The endopod of the 2nd antenna extends beyond the 1st antenna, and the segments of the endopod are visible beneath the cuticle (fig. 3G). The pereiopods have increased in size and are visibly segmented beneath the cuticle. The abdominal pleopods are now long biramous rods without setae (fig. 3F) and are longer than half the length of the abdominal segments. The telson is similar to that of stage six, but the third telson setae are more strongly developed than the first setae which are now relatively reduced and subterminal.

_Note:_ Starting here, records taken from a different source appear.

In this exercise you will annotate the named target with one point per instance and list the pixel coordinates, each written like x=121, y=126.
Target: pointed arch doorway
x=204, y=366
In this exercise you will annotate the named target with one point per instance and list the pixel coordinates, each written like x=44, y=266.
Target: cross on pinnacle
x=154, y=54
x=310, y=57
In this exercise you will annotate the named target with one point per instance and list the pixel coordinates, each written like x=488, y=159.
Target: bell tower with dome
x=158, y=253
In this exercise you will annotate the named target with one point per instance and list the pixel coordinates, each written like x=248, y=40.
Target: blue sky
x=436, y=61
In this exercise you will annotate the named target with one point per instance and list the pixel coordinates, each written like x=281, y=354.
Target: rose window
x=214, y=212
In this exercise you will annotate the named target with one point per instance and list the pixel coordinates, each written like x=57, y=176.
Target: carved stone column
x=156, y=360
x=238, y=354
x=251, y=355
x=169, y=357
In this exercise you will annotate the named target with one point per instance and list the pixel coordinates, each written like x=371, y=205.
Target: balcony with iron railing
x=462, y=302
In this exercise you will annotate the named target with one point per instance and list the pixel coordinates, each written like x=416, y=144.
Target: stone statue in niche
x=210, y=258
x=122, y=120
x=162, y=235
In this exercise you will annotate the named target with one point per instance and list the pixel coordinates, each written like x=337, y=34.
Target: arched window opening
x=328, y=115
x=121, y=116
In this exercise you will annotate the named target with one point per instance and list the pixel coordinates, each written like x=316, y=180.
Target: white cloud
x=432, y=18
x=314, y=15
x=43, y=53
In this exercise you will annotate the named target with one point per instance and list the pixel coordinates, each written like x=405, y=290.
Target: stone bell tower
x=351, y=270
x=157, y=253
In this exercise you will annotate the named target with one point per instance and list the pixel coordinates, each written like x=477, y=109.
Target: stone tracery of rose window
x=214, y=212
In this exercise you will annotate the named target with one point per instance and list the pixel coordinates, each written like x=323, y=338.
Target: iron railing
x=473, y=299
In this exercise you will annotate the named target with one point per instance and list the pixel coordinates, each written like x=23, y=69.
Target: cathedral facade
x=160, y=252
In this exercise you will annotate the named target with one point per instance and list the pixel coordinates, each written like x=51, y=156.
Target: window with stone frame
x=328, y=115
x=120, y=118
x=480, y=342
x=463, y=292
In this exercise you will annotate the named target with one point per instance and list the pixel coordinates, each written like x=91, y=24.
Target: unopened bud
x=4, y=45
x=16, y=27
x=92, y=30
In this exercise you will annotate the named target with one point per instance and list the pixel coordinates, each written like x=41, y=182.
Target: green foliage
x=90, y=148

The status of this six a trachelifer stage is uncertain, but it is not regarded as an essential stage in the larval life history of J. novaezealandiae. Stage six a was obtained by moult in the laboratory but is extremely rare in the plankton, and it seems probable that the majority of larvae bypass this stage and moult directly from stage six to the first post-larval stage. Stage six larvae showed no sign of a further trachelifer stage beneath the cuticle. However, larvae at a stage of development intermediate between stages five and six were found rarely in the plankton. These showed a further trachelifer moult beneath the cuticle, and although the casts of larvae from which the original stage six a larvae were obtained in the laboratory were unfortunately destroyed, it is likely that stage six a follows this intermediate stage between five and six. This alternative route to the first post-larval stage appears to be taken only rarely.